A Última Aventura revela a jornada de aproximadamente um mês que Romy Pocztaruk fez pela Rodovia Transamazônica em outubro de 2011. Atravessando de carro partes dos quase quatro mil quilômetros da estrada, Pocztaruk procurou por vestígios materiais e simbólicos que remanesceram de um projeto faraônico, utópico e ufanista, rapidamente fadado ao abandono e ao esquecimento. O resultado são imagens estáticas de cenários vazios e despovoados, nos quais seus habitantes ausentes guardam os resquícios de suas aventuras.
A Rodovia Transamazônica, cuja construção teve início durante o governo militar de Emílio Garrastazu Médici (1969-1974), foi originalmente projetada para unir longitudinalmente as regiões Norte e Nordeste do país, do extremo leste da Paraíba à fronteira do Amazonas com o Peru. Fruto de uma estratégia política da ditadura durante o suposto “milagre econômico” brasileiro, o desbravamento da rodovia simbolizava a possibilidade de colonização e integração nacionais, avançando um Brasil grande e moderno ao status de potência mundial. O discurso fortemente nacionalista, no entanto, mascarava não só os desvarios do projeto, que acabou interrompido pela metade, mas também a escalada da repressão militar, que punha em prática seus severos anos de chumbo.

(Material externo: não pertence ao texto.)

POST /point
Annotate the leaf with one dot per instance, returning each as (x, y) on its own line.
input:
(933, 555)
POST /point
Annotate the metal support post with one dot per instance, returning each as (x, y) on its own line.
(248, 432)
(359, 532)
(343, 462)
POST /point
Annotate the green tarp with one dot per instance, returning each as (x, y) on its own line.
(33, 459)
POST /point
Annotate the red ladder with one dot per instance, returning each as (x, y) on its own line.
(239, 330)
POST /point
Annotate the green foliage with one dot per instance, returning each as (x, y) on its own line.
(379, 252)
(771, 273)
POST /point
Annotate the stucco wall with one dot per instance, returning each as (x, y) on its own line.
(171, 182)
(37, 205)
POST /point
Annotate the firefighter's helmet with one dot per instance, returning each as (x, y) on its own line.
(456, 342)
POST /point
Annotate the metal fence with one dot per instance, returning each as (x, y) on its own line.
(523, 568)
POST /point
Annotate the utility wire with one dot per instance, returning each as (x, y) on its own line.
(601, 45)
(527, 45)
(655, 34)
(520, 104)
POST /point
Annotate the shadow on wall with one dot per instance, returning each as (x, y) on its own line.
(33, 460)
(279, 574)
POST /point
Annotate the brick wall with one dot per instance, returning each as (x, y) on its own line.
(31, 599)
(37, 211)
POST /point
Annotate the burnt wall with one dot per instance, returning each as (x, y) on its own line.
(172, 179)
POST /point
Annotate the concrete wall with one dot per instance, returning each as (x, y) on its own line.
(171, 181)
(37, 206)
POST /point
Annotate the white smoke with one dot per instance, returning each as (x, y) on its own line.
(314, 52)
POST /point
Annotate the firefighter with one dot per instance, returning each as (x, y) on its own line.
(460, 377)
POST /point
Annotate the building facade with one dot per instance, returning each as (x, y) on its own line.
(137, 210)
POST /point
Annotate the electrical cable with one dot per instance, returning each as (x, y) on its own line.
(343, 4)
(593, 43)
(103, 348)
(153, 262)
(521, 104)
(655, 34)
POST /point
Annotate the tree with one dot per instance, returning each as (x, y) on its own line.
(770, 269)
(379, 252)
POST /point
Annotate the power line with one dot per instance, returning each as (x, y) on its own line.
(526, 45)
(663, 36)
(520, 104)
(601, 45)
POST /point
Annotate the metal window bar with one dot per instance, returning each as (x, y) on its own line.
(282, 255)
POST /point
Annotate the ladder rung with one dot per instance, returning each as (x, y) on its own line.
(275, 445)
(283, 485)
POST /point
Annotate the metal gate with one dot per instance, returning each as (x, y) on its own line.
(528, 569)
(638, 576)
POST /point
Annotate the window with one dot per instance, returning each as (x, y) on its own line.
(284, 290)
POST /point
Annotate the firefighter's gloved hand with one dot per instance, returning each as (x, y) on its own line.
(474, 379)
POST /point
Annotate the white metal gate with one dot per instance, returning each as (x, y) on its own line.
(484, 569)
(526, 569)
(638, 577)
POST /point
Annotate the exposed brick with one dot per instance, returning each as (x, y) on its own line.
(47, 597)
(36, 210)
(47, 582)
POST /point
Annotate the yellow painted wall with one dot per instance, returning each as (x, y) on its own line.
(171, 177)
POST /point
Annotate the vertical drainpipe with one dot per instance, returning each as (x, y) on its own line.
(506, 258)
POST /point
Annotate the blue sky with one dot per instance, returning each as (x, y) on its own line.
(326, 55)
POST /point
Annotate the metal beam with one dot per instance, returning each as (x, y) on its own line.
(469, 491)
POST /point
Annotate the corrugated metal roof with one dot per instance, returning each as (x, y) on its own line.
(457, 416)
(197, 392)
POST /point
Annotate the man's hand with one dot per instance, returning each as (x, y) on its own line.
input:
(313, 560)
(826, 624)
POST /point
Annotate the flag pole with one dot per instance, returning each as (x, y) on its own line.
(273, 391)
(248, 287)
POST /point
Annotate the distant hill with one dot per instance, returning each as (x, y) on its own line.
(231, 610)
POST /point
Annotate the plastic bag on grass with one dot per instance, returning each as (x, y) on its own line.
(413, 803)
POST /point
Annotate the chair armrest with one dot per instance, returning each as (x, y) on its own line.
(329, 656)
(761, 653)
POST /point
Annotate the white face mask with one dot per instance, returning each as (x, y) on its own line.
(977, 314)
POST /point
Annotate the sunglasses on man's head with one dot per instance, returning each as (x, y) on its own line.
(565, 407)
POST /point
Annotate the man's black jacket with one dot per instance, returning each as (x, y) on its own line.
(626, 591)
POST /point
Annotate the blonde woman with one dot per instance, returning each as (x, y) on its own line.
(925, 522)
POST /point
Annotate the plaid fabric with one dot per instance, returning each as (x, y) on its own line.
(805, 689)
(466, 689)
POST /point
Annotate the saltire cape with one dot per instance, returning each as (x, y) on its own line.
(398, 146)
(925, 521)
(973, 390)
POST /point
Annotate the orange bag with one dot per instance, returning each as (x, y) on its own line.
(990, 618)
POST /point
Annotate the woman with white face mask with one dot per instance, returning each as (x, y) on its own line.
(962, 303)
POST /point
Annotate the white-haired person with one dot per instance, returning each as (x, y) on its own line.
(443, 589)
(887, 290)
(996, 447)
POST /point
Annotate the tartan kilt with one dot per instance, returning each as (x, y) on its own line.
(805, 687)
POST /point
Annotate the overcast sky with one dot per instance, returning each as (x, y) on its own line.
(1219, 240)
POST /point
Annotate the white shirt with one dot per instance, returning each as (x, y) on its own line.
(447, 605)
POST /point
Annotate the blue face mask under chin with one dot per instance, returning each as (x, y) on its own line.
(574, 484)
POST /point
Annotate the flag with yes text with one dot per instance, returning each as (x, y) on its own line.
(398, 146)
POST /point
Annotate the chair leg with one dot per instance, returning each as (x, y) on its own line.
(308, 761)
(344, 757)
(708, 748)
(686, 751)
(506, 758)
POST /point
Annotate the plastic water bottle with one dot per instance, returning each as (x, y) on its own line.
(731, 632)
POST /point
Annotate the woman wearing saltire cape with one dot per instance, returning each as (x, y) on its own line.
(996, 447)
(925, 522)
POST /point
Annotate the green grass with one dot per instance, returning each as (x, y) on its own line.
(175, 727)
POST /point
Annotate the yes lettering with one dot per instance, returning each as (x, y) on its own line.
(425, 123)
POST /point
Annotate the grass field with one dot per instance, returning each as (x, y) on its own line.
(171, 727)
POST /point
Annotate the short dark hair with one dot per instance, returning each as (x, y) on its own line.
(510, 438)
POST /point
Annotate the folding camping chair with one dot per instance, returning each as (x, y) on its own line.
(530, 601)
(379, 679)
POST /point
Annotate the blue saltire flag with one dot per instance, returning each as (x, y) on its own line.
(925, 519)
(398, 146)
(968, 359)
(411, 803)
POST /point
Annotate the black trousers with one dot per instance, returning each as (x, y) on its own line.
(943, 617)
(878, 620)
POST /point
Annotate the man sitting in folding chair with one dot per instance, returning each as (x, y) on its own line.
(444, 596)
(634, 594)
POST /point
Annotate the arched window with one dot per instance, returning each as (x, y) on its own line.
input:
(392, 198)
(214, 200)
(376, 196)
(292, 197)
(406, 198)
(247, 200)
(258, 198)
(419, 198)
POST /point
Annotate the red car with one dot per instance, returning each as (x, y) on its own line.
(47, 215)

The Last Adventure reveals the approximately one-month journey that Romy Pocztaruk undertook on the Trans-Amazonian Highway on October 2011. Traveling by car sections of the almost four-thousand-kilometer highway, Pocztaruk searched for material and symbolic evidence remaining from a pharaonic, utopian, boastful project which quickly faded into oblivion and abandonment. The outcome are static images of empty, unpopulated scenarios, where the absent dwellers keep the vestiges of their adventures. The Trans-Amazonian Highway, whose construction began during the military government of Emílio Garrastazu Médici (1969-1974), had been originally designed to longitudinally link the North and Northeast regions of the nation, reaching from the extreme East of Paraíba to the border of Amazonas with Peru. The offspring of a political strategy nurtured by the dictatorship during the so-called Brazilian "economic miracle", the implementation of the road symbolized the possibility of national colonization and integration, advancing a large and modern Brazil into the status of a world power. This strongly nationalistic agenda, however, disguised not only the madness of the project, which was abandoned unfinished, but also the increasing military repression, which was at its direst.